Sonra rahatlamış bir ses yankılandı.
“Sıfır hayal kırıklığı. Mycroftian tahliye planı tam bir başarıdır; taşınan 7.194.830.076 kişi arasında hiçbir kayıp yaşanmamıştır.”
Şiddetli bir alkış koptu.
Ancak Çoklu Evren Kurban Alanının kenarındaki Ruh-Madde Geçişinden sorumlu bir işçi aniden gizemli bir korku hissetti. Vücudu titriyordu çünkü boyutların diğer tarafında büyük bir varlık uzaktan ona doğru koşuyordu.
Bilinçaltında bu varlığın aktığı yöne doğru baktığında onu gördü.
Dünyalardan çok daha büyük bir Çelik Tanrısı, beraberinde sonsuz parlak ilahi ışık getiriyor ve Kayıp Galaksinin merkezine doğru ilerliyordu. Mycroft dünyasının yanından geçti ama bir an bile durmadı – ama hızla geçip gittikten sonra, Büyük Mana Dalgası’nın yanında dalgalanan ve dans eden her zaman mevcut olan gök mavisi bir ihtişam vardı!
Dev Tanrı, galaksinin büyük tuvali üzerine, bıraktığı masmavi mürekkeple galaksinin her köşesine hızla yayılan bir kalem gibi bir vuruş yazdı.
Masmavi alevin tüm yıldızların gökyüzünü yakıp aydınlattığını, sanki yumuşak bir banyo suyunda yıkanıyormuş gibi dünyaları ışığıyla yıkadığını görebiliyordunuz.
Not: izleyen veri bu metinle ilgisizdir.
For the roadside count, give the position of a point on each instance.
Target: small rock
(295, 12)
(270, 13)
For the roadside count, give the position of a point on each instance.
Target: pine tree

Ve çok geçmeden sayısız dünya sarsılmaya başladı.
Son bölgedeki kadim yıkımın ardından uykuda olan Sayısız Dünya İradesi ve kış uykusuna yatan Çelik Pitonlar yeniden canlanıyordu. Dünya İradelerinin her biri içgüdüsel olarak tek bir yöne bakmadan önce şüpheyle ya da boş boş etraflarına baktılar.
Tüm evrenin kalbi ve ekseniydi.
Burası aynı zamanda Joshua’nın da şimdiki yeriydi.